Parmi ces réponses, Mediapart examine la proposition de Trump – à première vue loufoque – de construire un mur entre les Etats-Unis et le Mexique. Loufoque voire à côté de la plaque vu que "le solde migratoire mexicain vers les États-Unis serait négatif depuis la crise de 2009". Mais Trump répond à une partie de l’électorat convaincu que "la main-d’œuvre illégale bon marché leur vole leurs emplois". Ainsi, contrairement à ses adversaires qui restent flous, Trump "s’est imposé comme un candidat pragmatique, aux idées radicales et peut-être efficaces" assure Mediapart qui précise que "de fait, la frontière est déjà une zone ultra militarisée, équipée depuis 2006 de clôtures de tôle ou de grillages sur plus de 1000 kilomètres, et surveillée par 18 000 hommes". Et de citer les propos de l’ancien diplomate Stephen R. Kelly dans le New York Times qui, avec un brin de cynisme, assure que Trump n’aura qu’à finir le boulot.

Autre terrain surprenant pour un Républicain : Trump défend un certain protectionnisme. "Depuis l’été dernier, explique Mediapart, il a promis de limiter les délocalisations, d’augmenter les taxes sur les produits importés […], de hausser l’impôt sur les plus fortunés, notamment les dirigeants de hedge funds… Il se prononce aussi contre les grands accords de libre-échange que les États-Unis négocient d’une part avec onze pays d’Asie (le TTP, signé en octobre), d’autre part avec l’Union européenne (le TTIP, en cours), en soulignant que ce genre de traités ne crée pas d’emplois". Un discours qui tranche avec la position des autres candidats républicains même si Mediapart souligne que le sénateur Rob Portman, grand défenseur des accords de libre-échange, se dit aujourd’hui opposé au TPP.

Enfin, Trump s’est positionné en faveur du planning familial, bête noire des Républicains.
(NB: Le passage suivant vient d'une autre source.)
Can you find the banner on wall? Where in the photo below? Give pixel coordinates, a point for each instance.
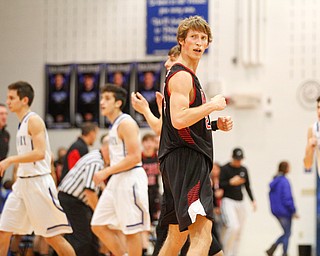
(87, 93)
(163, 18)
(147, 82)
(58, 83)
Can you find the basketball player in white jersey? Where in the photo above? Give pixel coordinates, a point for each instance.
(123, 205)
(33, 205)
(313, 141)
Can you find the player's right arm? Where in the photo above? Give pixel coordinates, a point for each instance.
(36, 129)
(141, 105)
(310, 148)
(181, 91)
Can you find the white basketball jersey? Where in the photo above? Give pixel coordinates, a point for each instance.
(25, 145)
(117, 148)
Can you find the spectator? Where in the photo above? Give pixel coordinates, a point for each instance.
(4, 134)
(233, 177)
(282, 206)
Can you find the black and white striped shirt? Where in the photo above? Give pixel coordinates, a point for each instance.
(80, 176)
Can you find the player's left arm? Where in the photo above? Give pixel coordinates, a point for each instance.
(128, 131)
(310, 148)
(36, 129)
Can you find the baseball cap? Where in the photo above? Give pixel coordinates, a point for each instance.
(237, 154)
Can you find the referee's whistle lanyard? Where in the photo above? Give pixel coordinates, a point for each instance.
(317, 134)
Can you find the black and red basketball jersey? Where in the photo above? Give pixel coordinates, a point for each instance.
(198, 136)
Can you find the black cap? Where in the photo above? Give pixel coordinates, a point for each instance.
(237, 154)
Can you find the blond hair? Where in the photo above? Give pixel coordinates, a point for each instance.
(196, 23)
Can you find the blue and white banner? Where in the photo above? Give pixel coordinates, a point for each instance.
(163, 18)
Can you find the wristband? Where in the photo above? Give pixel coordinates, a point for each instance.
(214, 125)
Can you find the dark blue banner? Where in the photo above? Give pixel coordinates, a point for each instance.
(163, 17)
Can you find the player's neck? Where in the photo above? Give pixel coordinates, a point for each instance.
(149, 152)
(189, 62)
(112, 117)
(22, 113)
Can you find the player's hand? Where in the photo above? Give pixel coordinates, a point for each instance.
(139, 103)
(312, 142)
(100, 176)
(237, 181)
(225, 123)
(219, 102)
(90, 198)
(254, 206)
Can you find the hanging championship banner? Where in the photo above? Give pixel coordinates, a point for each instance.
(163, 18)
(87, 93)
(147, 82)
(57, 109)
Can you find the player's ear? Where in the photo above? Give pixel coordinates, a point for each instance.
(25, 100)
(118, 104)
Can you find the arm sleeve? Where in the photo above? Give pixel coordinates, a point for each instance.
(91, 170)
(73, 157)
(247, 185)
(287, 197)
(224, 179)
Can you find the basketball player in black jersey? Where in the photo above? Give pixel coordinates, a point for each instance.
(186, 148)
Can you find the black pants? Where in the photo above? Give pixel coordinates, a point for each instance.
(84, 242)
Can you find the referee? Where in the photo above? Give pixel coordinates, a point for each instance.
(78, 196)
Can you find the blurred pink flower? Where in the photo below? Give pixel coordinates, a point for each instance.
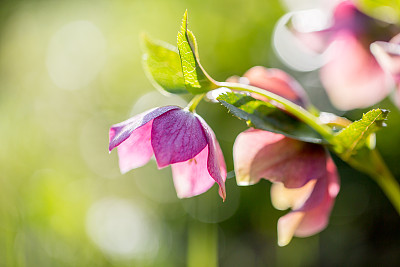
(178, 138)
(303, 174)
(352, 77)
(277, 82)
(388, 55)
(350, 74)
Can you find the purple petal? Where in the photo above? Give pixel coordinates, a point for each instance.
(136, 150)
(215, 163)
(191, 177)
(176, 136)
(121, 131)
(260, 154)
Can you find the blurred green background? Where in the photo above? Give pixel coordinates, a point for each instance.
(70, 69)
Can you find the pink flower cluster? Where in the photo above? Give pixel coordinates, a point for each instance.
(352, 74)
(304, 176)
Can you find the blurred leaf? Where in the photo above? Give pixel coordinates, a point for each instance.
(265, 116)
(197, 81)
(162, 63)
(354, 136)
(385, 10)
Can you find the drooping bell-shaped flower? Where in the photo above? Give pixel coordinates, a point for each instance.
(304, 176)
(304, 179)
(175, 137)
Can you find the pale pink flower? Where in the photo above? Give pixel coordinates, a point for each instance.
(388, 55)
(304, 176)
(178, 138)
(350, 74)
(277, 82)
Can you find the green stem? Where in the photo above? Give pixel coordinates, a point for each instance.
(292, 108)
(194, 102)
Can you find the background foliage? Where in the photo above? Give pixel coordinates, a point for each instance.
(70, 69)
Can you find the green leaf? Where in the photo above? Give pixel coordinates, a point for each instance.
(162, 64)
(197, 81)
(357, 134)
(265, 116)
(385, 10)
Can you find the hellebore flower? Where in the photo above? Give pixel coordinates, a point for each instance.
(303, 174)
(350, 74)
(178, 138)
(277, 82)
(388, 55)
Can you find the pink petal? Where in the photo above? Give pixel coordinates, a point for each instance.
(177, 136)
(121, 131)
(277, 82)
(313, 216)
(260, 154)
(136, 150)
(353, 78)
(388, 56)
(191, 178)
(215, 162)
(316, 219)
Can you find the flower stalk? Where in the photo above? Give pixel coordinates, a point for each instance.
(294, 109)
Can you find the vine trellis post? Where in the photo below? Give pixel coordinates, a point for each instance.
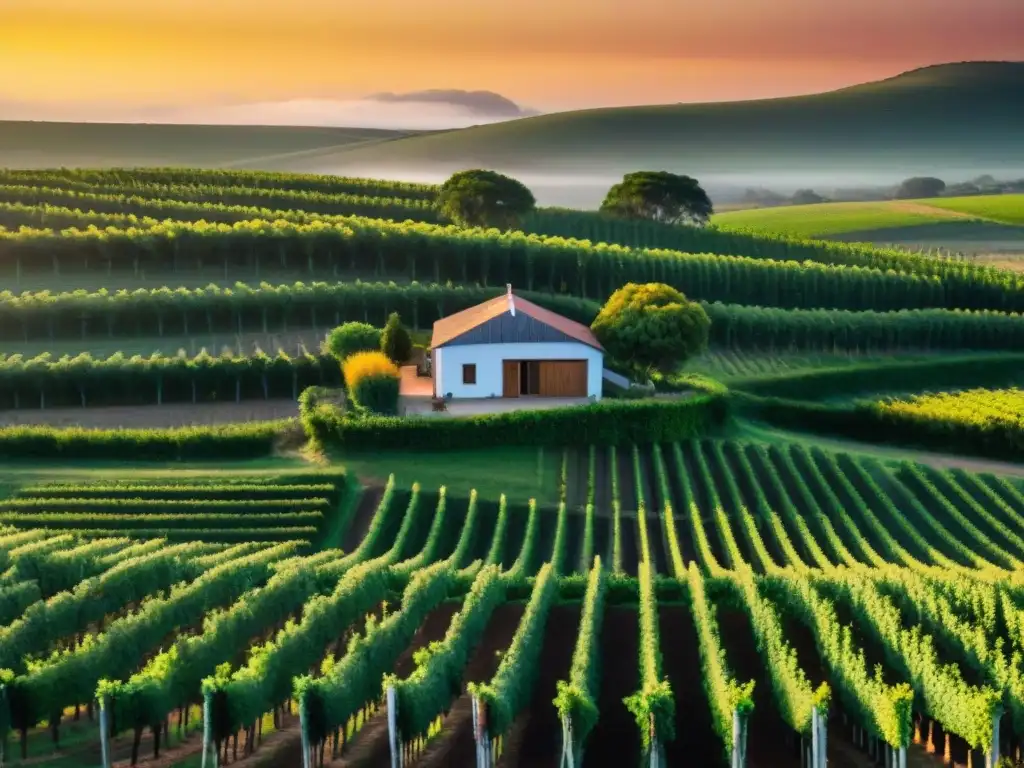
(209, 750)
(393, 737)
(104, 731)
(568, 758)
(484, 755)
(738, 739)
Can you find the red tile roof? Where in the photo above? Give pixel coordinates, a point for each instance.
(454, 326)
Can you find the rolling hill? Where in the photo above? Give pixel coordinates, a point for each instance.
(946, 119)
(989, 225)
(950, 120)
(41, 144)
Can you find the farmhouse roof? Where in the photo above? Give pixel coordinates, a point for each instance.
(509, 318)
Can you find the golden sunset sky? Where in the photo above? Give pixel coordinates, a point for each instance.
(549, 54)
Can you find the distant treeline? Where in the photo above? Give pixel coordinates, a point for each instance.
(132, 197)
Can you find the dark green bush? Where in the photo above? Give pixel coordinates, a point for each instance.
(619, 422)
(377, 394)
(214, 442)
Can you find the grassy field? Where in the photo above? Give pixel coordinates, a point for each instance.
(26, 144)
(1006, 209)
(921, 122)
(989, 228)
(827, 219)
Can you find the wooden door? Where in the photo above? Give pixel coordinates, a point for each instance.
(563, 379)
(510, 379)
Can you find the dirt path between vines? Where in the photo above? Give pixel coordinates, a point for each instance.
(939, 461)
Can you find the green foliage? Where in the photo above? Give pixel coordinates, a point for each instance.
(377, 394)
(978, 421)
(485, 199)
(173, 677)
(899, 376)
(654, 705)
(45, 624)
(658, 196)
(353, 680)
(610, 422)
(725, 694)
(178, 443)
(57, 177)
(122, 380)
(395, 341)
(352, 337)
(509, 691)
(265, 680)
(70, 677)
(428, 691)
(578, 695)
(651, 327)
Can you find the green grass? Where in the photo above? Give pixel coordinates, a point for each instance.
(727, 366)
(521, 473)
(826, 219)
(1006, 209)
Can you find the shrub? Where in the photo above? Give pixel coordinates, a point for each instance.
(350, 338)
(395, 341)
(373, 382)
(612, 422)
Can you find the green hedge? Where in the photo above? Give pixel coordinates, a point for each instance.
(303, 535)
(167, 521)
(180, 443)
(163, 506)
(942, 373)
(619, 422)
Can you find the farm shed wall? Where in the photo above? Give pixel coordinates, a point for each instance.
(448, 363)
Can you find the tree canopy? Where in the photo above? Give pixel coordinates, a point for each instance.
(350, 338)
(658, 196)
(487, 199)
(651, 327)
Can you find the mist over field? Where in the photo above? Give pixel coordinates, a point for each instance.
(418, 111)
(587, 190)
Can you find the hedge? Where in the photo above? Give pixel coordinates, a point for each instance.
(613, 422)
(179, 443)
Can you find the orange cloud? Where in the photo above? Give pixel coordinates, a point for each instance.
(549, 54)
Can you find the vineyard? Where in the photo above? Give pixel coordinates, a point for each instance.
(771, 579)
(660, 581)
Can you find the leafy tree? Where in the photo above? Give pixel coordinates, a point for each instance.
(658, 196)
(350, 338)
(921, 186)
(484, 199)
(395, 341)
(651, 327)
(373, 382)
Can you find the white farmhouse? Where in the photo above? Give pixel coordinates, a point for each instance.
(510, 347)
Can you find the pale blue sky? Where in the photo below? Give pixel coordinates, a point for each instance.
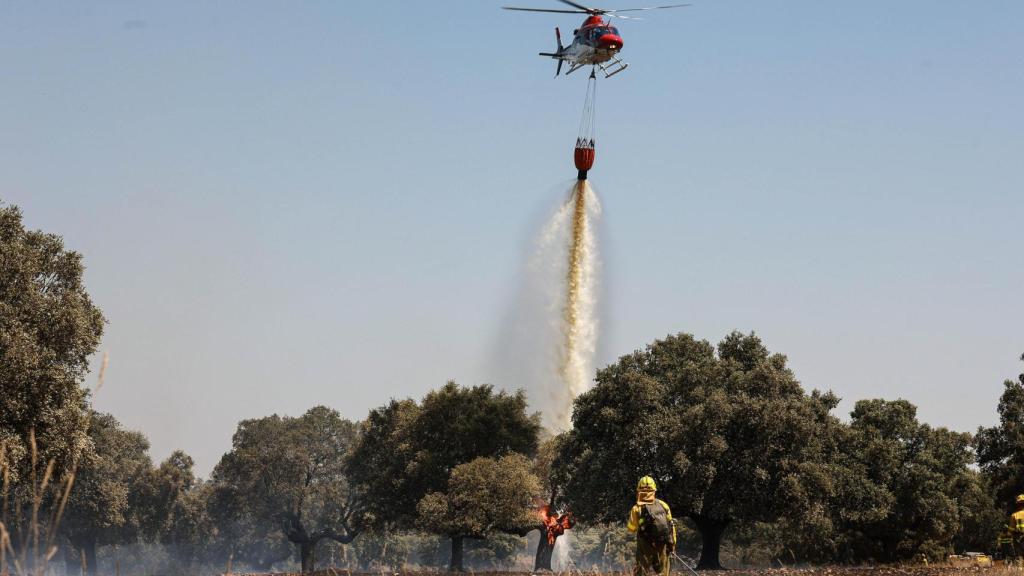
(294, 203)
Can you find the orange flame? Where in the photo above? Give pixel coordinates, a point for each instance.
(553, 523)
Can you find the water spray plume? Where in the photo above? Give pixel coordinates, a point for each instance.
(579, 319)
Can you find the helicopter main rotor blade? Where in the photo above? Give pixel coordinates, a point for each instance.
(544, 10)
(587, 9)
(648, 8)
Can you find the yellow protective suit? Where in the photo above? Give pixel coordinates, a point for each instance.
(651, 559)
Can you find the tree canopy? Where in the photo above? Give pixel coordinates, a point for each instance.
(290, 472)
(409, 450)
(48, 329)
(729, 436)
(483, 496)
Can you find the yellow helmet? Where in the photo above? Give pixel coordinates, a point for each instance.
(646, 483)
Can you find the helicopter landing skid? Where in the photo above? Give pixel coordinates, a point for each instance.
(612, 67)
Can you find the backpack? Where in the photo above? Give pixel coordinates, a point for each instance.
(654, 524)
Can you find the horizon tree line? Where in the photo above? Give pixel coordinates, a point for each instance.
(740, 451)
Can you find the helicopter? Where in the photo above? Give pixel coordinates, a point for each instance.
(596, 42)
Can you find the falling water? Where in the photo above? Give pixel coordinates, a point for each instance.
(579, 325)
(550, 335)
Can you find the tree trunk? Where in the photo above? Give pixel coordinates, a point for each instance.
(307, 550)
(456, 562)
(89, 547)
(544, 550)
(711, 538)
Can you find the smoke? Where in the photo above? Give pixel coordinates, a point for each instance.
(553, 326)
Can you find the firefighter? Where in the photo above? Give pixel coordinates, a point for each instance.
(1009, 541)
(650, 519)
(1017, 519)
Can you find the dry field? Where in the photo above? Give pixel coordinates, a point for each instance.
(933, 570)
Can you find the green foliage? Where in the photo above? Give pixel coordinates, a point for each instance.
(48, 329)
(1000, 448)
(289, 474)
(408, 450)
(729, 437)
(98, 510)
(483, 496)
(906, 483)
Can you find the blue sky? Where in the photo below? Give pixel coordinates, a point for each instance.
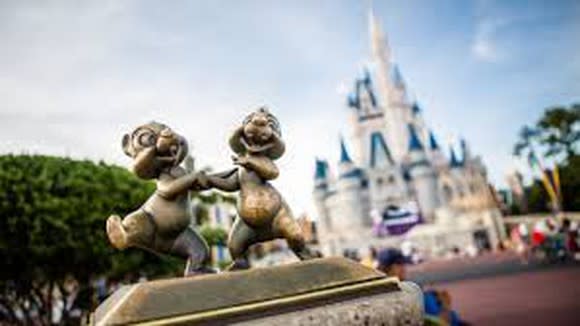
(74, 76)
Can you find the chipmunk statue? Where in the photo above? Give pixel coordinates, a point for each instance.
(162, 224)
(263, 213)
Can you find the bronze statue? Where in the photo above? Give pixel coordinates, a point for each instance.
(162, 224)
(263, 213)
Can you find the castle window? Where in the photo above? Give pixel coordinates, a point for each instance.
(447, 193)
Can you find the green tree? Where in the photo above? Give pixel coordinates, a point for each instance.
(52, 230)
(556, 134)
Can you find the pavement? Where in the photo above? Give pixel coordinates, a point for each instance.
(497, 289)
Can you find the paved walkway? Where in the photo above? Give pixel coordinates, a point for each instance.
(497, 289)
(546, 297)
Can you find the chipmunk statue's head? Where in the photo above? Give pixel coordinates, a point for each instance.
(259, 134)
(154, 147)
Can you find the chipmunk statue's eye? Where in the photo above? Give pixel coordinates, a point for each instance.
(146, 138)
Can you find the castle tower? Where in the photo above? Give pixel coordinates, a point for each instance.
(422, 175)
(437, 158)
(350, 205)
(385, 179)
(367, 117)
(320, 193)
(392, 91)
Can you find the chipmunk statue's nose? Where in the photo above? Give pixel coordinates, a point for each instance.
(260, 121)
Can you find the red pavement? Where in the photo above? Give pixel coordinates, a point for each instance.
(548, 297)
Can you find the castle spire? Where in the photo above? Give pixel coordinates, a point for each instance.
(453, 161)
(379, 44)
(433, 145)
(414, 142)
(344, 156)
(321, 172)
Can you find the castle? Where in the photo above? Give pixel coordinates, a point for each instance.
(397, 162)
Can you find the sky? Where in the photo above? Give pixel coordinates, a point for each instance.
(76, 75)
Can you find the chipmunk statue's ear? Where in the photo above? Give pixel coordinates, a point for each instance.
(127, 147)
(183, 149)
(278, 147)
(236, 143)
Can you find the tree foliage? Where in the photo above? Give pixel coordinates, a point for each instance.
(556, 134)
(52, 229)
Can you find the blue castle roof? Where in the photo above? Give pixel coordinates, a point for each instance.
(433, 145)
(396, 77)
(379, 147)
(344, 156)
(464, 149)
(360, 85)
(414, 142)
(321, 170)
(453, 161)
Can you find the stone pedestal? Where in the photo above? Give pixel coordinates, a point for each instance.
(329, 291)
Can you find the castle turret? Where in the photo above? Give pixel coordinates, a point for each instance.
(465, 152)
(392, 91)
(366, 116)
(385, 181)
(350, 187)
(437, 158)
(321, 192)
(422, 176)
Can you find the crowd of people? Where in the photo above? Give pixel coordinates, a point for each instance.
(548, 240)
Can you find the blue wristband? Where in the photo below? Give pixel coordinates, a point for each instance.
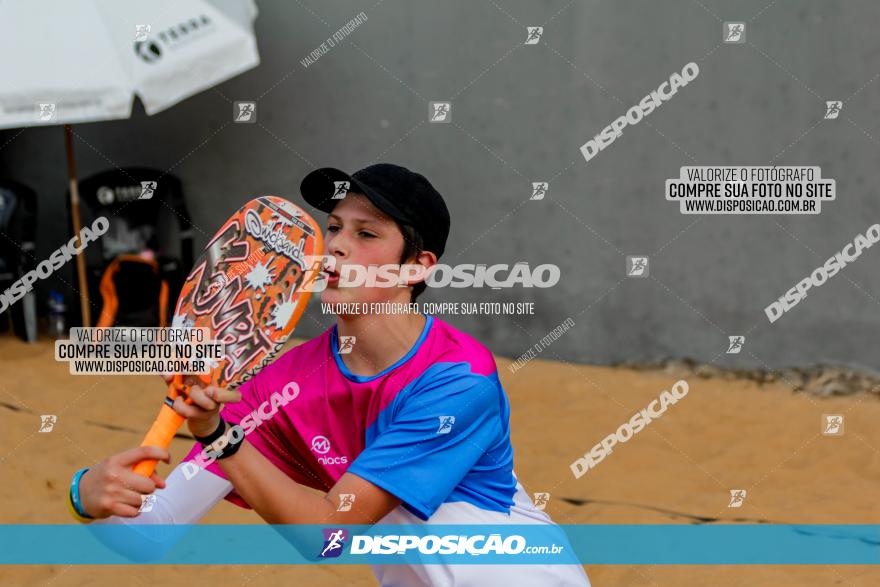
(74, 494)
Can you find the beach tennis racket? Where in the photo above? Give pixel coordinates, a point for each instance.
(248, 288)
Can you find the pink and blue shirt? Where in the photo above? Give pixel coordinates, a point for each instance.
(430, 429)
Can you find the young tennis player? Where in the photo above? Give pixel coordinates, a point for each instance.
(406, 423)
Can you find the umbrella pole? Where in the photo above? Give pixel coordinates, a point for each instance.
(74, 212)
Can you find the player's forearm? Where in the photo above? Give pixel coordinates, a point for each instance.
(272, 494)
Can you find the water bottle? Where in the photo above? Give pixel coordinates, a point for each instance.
(57, 326)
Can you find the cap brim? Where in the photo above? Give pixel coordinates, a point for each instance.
(318, 187)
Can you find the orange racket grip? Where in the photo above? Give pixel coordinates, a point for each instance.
(164, 428)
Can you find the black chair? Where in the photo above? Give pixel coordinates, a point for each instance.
(18, 227)
(160, 223)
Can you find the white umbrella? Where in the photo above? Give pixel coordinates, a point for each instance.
(71, 61)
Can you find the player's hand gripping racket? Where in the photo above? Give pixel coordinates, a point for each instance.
(249, 288)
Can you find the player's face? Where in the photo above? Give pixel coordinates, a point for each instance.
(360, 234)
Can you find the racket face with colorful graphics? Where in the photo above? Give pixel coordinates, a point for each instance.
(249, 288)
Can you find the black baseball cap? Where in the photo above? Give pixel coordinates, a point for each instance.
(404, 195)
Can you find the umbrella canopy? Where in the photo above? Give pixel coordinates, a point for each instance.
(67, 62)
(84, 61)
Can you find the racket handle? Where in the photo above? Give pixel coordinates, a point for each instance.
(164, 428)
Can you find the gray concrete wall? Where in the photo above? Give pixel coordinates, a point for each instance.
(520, 113)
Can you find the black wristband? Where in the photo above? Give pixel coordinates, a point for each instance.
(210, 439)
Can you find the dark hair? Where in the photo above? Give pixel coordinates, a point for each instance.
(412, 246)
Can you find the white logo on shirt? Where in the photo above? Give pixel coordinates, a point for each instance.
(321, 445)
(446, 423)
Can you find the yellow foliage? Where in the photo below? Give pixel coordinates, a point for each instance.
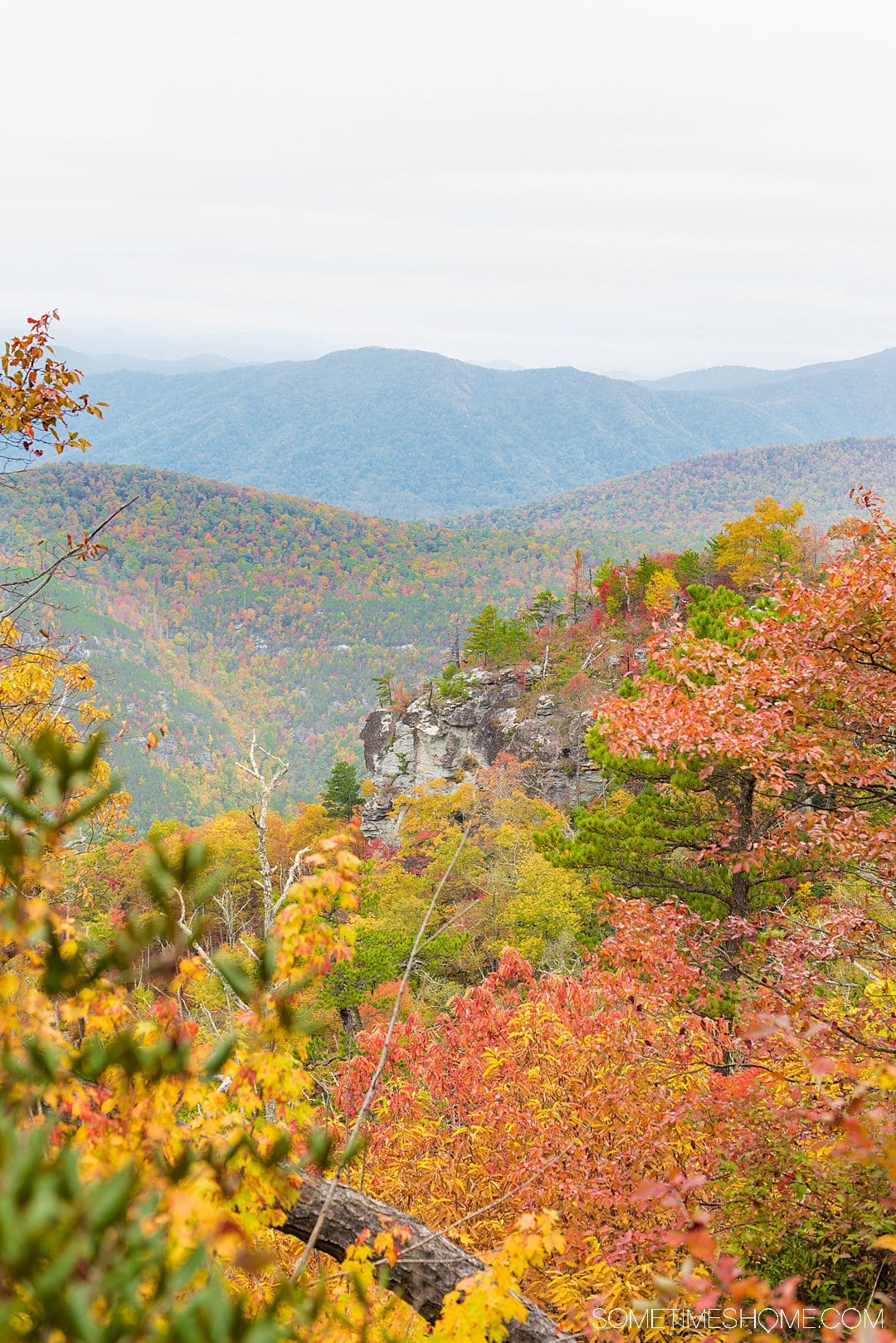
(757, 545)
(661, 593)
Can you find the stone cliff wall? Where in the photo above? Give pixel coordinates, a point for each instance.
(441, 740)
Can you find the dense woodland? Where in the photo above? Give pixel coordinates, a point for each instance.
(410, 434)
(516, 1075)
(218, 610)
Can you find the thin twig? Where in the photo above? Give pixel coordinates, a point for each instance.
(381, 1064)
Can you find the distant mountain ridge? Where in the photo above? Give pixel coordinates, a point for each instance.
(114, 363)
(407, 434)
(218, 608)
(733, 376)
(684, 502)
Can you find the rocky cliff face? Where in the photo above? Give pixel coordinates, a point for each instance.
(438, 741)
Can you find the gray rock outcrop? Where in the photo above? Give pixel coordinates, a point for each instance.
(438, 741)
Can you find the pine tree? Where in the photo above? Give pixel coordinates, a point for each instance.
(343, 791)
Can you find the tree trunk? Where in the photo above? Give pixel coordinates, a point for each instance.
(351, 1019)
(429, 1267)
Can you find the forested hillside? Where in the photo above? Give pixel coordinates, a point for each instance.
(221, 610)
(728, 376)
(409, 434)
(683, 504)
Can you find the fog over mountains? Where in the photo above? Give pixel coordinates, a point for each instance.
(409, 434)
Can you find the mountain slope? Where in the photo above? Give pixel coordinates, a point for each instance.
(407, 434)
(735, 376)
(221, 610)
(685, 502)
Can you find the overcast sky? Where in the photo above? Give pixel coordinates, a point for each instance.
(635, 186)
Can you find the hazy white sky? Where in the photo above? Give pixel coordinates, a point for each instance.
(633, 186)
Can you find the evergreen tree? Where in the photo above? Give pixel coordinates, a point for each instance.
(343, 791)
(489, 636)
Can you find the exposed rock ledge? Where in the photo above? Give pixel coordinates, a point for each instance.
(437, 740)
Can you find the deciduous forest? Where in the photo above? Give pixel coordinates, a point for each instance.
(518, 1072)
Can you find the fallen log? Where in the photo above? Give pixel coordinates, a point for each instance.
(429, 1267)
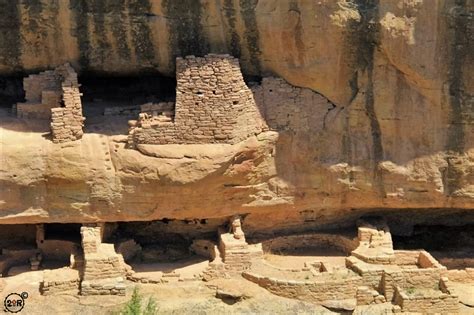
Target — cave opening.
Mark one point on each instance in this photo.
(122, 95)
(63, 231)
(452, 246)
(11, 91)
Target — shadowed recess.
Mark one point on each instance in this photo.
(185, 28)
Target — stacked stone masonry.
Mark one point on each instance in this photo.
(60, 281)
(213, 105)
(55, 95)
(104, 269)
(42, 93)
(67, 121)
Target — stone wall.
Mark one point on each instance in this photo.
(319, 240)
(457, 275)
(427, 302)
(213, 105)
(290, 108)
(64, 280)
(67, 121)
(311, 291)
(104, 269)
(42, 93)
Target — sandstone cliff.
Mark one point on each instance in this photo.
(398, 133)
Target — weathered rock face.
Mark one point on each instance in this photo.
(396, 133)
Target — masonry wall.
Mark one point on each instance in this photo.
(67, 121)
(213, 105)
(42, 93)
(311, 291)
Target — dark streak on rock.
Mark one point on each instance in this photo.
(251, 33)
(186, 31)
(364, 37)
(229, 11)
(80, 11)
(10, 43)
(462, 104)
(119, 30)
(140, 12)
(102, 47)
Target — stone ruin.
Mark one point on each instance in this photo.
(54, 95)
(372, 272)
(213, 105)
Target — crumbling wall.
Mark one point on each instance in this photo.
(104, 269)
(55, 95)
(42, 93)
(213, 105)
(67, 121)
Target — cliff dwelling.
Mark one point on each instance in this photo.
(236, 157)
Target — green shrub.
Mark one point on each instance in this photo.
(135, 305)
Si Trump est élu, raconte Mediapart, "les plannings recevront donc des financements fédéraux mais ne pourront pas s’en servir pour financer les IVG, explique-t-il, se posant ainsi comme un vrai conservateur mais capable de faire dans la nuance. Le tout, sans jamais expliquer que c’est précisément la situation actuelle". De même, "Donald Trump insiste sur le fait que, lui, n’a rien contre Medicaid (couverture santé pour les plus pauvres), Medicare (couverture santé pour les retraités) et la sécurité sociale(le nom du programme public de retraite). Pourquoi ? Parce que sous sa présidence, «nous serons si riches» qu’il sera inutile d’y toucher".

Conclusion du site : "Trump est hors norme et imprévisible, vulgaire et nombriliste, il promeut un discours raciste et caudilliste, […] et pourtant… il gagne. Parce qu’il a parfaitement intégré la révolte populaire contre les élites, mais aussi le ras-le-bol des Américains, y compris conservateurs, contre les politiques néolibérales qu’ils subissent depuis trente ans. Contrairement [au "socialiste" et candidat à la primaire des démocrates] Bernie Sanders, qui surfe sur la même vague mais qui est d’un seul bloc, cohérent politiquement et dans le temps, ouvert et inclusif, Donald Trump est, lui, un condensé de paradoxes, dont beaucoup sont fort peu ragoûtants. Mais […] il a su toucher une corde sensible."

Une analyse qui tranche avec un récent article de Cantaloube qui comparait les programmes de Sanders et Trump ainsi que leurs meetings politiques. Et à quoi ressemble un meeting du candidat républicain selon le journaliste de Mediapart ? A "un monologue face à son miroir, beau miroir. C’est décousu, répétitif, autocentré, mais cela a le mérite de la spontanéité si l’on goûte aux spectacles d’improvisation. […] Trump ne parle pas aux gens, il se parle à lui-même. Et les piliers de bar bavards, tout milliardaires qu’ils soient, finissent toujours par lasser les autres clients avinés qui veulent, eux aussi, qu’on les écoute". Visiblement les autres clients avinés en redemandent.